La formation de minéraux sulfurés crée un environnement acide, libérant des niveaux élevés de fer, de zinc, de nickel, de cuivre et de cadmium

Ils ont découvert que l’érosion des minéraux sulfurés créait un environnement acide et corrosif, libérant encore plus de métaux. Leurs échantillons ont révélé des niveaux élevés de fer, de zinc, de nickel, de cuivre et de cadmium.

“Nous observons de nombreux types différents de métaux dans ces eaux”, a déclaré Evinger. “L’un des métaux les plus dominants est le fer, qui est responsable du changement de couleur.”

Une vue aérienne de la rivière Kutuk dans le parc national des Gates of the Arctic en Alaska, où une partie de l’eau est colorée par la rouille. Ken Hill / National Park Service

L’incertitude persiste pour la faune et les communautés rurales de l’Alaska qui dépendent des rivières affectées; les scientifiques visent la clarté d’ici la fin de l’étude

Alors, quelles sont les implications pour la diversité de la faune qui dépend de ces rivières et ruisseaux, ainsi que pour les communautés rurales de l’Alaska qui les utilisent pour l’eau potable et la pêche ? Les scientifiques sont encore incertains. Ils espèrent avoir plus de réponses d’ici la fin de cette étude de trois ans.

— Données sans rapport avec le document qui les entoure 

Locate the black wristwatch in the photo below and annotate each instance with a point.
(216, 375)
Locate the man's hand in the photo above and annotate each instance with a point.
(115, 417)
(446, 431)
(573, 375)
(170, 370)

“Il y a beaucoup d’implications”, a déclaré O’Donnell. “Comme le climat continue de se réchauffer, nous prévoyons que le pergélisol continue de dégeler, donc partout où ces types de minéraux sont présents, il y a un potentiel pour que les ruisseaux deviennent orange et se dégradent en termes de qualité de l’eau.”

“Ces ruisseaux orange peuvent poser problème, non seulement parce qu’ils pourraient être toxiques, mais aussi parce qu’ils pourraient empêcher les poissons de migrer vers les zones de frai”, a-t-il ajouté.

“Cette étude est la première à signaler le drainage acide des roches en raison du dégel du pergélisol dans une région arctique non affectée par les impacts de l’utilisation des terres”, ont noté les chercheurs, prédisant que cela pourrait entraîner une réduction du nombre d’invertébrés et d’espèces de poissons.

“Les rivières tachées sont si grandes que nous pouvons les voir depuis l’espace”, a ajouté Poulin. “Elles doivent être significativement tachées pour être détectables depuis l’espace.”